Incubation Of Porcine Urinary Bladder Matrix Of Endothelial Cells And Keratinocytes From Diabetic Patients Restores A Non-diabetic Phenotype
John Paige1, David Lightell, Jr.2, Jace Landry1, T. Cooper Woods2.
1LSU Health New Orleans School of Medicine, New Orleans, LA, USA, 2Tulane University School of Medicine, New Orleans, LA, USA.
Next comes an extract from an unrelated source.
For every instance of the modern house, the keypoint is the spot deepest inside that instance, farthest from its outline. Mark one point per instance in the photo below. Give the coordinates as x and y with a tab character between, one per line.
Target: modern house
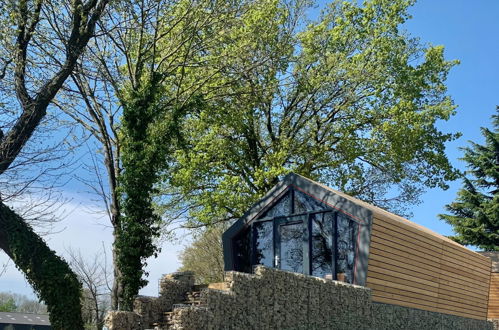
305	227
493	310
24	321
Background: Delayed wound healing is common in diabetic patients. Appropriate wound healing requires coordinated proliferation and migration of endothelial cells and keratinocytes. Porcine urinary bladder matrix (UBM) has been demonstrated to facilitate wound healing and decrease times to closure of diabetic foot ulcers. This study examined the impact of incubation with UBM on the phenotype of keratinocytes and endothelial cells isolated from diabetic patients. Methods: Human keratinocytes and dermal endothelial cells isolated from non-diabetic (n=3) and diabetic (n=3) donors were incubated with and without UBM powder. Total RNA was obtained from the samples and RNA-Seq analysis was performed to identify changes in RNA expression associated with exposure to UBM. Results: Principle component analysis (PCA) and hierarchical clustering demonstrated that while diabetic and non-diabetic cells initially exhibited very different RNA expression profiles, these differences were minimized following incubation with UBM. Keratinocytes incubated in UBM exhibited an increase in markers of activation, keratin 16 (2.50 ± 0.85, p < 0.05), keratin 6B (2.07 ± 0.79, p < 0.05), and keratin 6C (2.51 ± 0.90, p < 0.05) and down regulation of several growth factors associated with the inflammatory stage of wound healing, including Transforming Growth Factor-β1 (0.12 ± 0.04, p < 0.05), Connective Tissue Growth Factor (0.04 ± 0.004, p < 0.05), and Fibroblast Growth Factor 2 (0.09 ± 0.02, p < 0.05). In endothelial cells, UBM exposure was associated with decreased adhesion molecules, Intercellular Adhesion Molecule-1 (0.001 ± 0.0001, p < 0.05) and Platelet Endothelial Cell Adhesion Molecule-2 (0.01 ± 0.001, p < 0.05)and increased expression of several members of the S100A family (p < 0.05). Conclusion: These data suggest that exposure with UBM may restore normal cellular function in diabetic endothelial cells and keratinocytes in wounds. Larger studies are needed to evaluate more fully the effects of UBM on diabetic wound healing..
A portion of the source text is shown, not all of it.